Department of Internal Medicine, Division of Endocrinology and Metabolism, Jichi Medical University, Tochigi 320-0498, Japan
Publication date: 2012-08-10
Tobacco Induced Diseases 2012;10(August):12
There are very few clinical reports that have compared the association between cigarette smoking and microangiopathy in Asian patients with type 1 diabetes mellitus (T1DM). The objective of this study was to assess the relationships between urinary protein concentrations and smoking and gender-based risk factors among patients with T1DM.

A cross-sectional study of 259 patients with T1DM (men/women = 90/169; mean age, 50.7 years) who visited our hospital for more than 1 year between October 2010 and April 2011 was conducted. Participants completed a questionnaire about their smoking habits. Patient characteristics included gender, age, body mass index, blood pressure, hemoglobin A1c, lipid parameters, and microangiopathy. Diabetic nephropathy (DN) was categorized as normoalbuminuria (NA), microalbuminuria (MA), or overt albuminuria (OA) on the basis of the following urinary albumin/creatinine ratio (ACR) levels: NA, ACR levels less than 30 mg/g creatinine (Cr); MA, ACR levels between 30 and 299 mg/g Cr; and OA, ACR levels over 300 mg/g Cr.
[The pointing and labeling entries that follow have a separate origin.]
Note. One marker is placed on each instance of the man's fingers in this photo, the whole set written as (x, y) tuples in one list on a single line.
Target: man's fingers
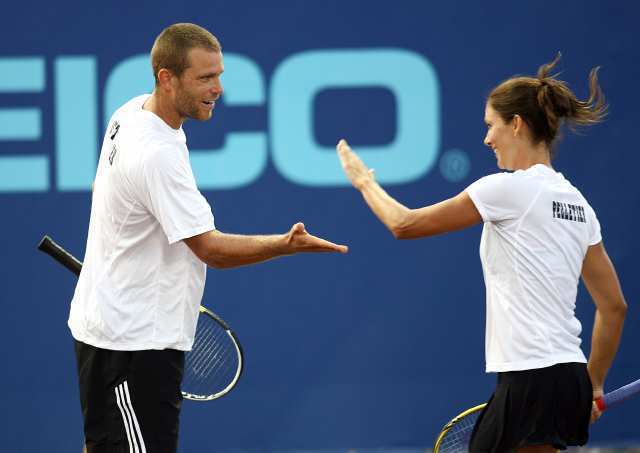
[(315, 243)]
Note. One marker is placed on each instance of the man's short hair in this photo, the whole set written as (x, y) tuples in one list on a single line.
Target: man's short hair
[(171, 48)]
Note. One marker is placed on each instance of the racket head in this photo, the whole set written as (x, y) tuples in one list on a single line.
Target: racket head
[(455, 435), (214, 365)]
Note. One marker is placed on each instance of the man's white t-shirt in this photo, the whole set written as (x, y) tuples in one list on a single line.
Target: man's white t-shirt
[(140, 285), (537, 229)]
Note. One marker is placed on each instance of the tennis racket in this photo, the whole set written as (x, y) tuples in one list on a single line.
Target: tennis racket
[(213, 366), (455, 435)]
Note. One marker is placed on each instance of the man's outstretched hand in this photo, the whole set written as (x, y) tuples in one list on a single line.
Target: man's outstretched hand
[(298, 240)]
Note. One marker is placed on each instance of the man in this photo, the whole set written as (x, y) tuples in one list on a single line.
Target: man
[(151, 235)]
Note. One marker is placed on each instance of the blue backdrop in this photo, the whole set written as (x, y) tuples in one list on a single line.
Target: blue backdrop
[(374, 349)]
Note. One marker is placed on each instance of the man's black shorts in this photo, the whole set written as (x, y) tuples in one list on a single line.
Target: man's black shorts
[(546, 406), (130, 399)]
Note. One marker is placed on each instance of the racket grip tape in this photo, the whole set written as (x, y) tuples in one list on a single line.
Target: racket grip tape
[(58, 253), (619, 395)]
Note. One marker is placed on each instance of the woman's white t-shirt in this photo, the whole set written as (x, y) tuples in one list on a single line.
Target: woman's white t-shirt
[(140, 285), (537, 229)]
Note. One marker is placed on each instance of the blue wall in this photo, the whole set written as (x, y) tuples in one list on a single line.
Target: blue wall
[(376, 348)]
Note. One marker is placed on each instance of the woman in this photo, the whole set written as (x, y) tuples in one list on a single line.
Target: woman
[(540, 235)]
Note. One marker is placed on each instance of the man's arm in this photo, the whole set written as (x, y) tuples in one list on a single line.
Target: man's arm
[(601, 281), (449, 215), (223, 250)]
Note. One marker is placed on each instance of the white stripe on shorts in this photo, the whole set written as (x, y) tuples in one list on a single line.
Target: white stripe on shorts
[(134, 435)]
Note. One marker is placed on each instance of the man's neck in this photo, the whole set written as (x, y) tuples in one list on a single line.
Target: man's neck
[(163, 109)]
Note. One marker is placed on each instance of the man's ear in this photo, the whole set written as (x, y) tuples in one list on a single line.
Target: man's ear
[(164, 78)]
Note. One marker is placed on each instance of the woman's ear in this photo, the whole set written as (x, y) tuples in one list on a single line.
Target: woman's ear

The percentages of current nonsmokers and current smokers with T1DM were 73.0% (n = 189) and 27.0% (n = 70), respectively. In addition, the percentage of males was higher than that of females (52.2% versus 13.6%) in the current smoking population. The percentage of DN was 61.8% (n = 160) in patients with NA, 21.6% (n = 56) in patients with MA, and 16.6% (n = 43) in patients with OA. The percentage of males among OA patients was also higher than that of females (24.4% versus 12.4%). However, current smoking status was associated with OA in females with T1DM only [unadjusted odds ratio (OR), 4.13; 95% confidence interval (CI), 1.45–11.73, P < 0.01; multivariate-adjusted OR, 5.41; 95% CI, 1.69–17.30, P < 0.01].

Based on our results in this cross-sectional study of Asian patients with T1DM, smoking might be a risk factor for OA among female patients. Further research is needed of these gender-specific results.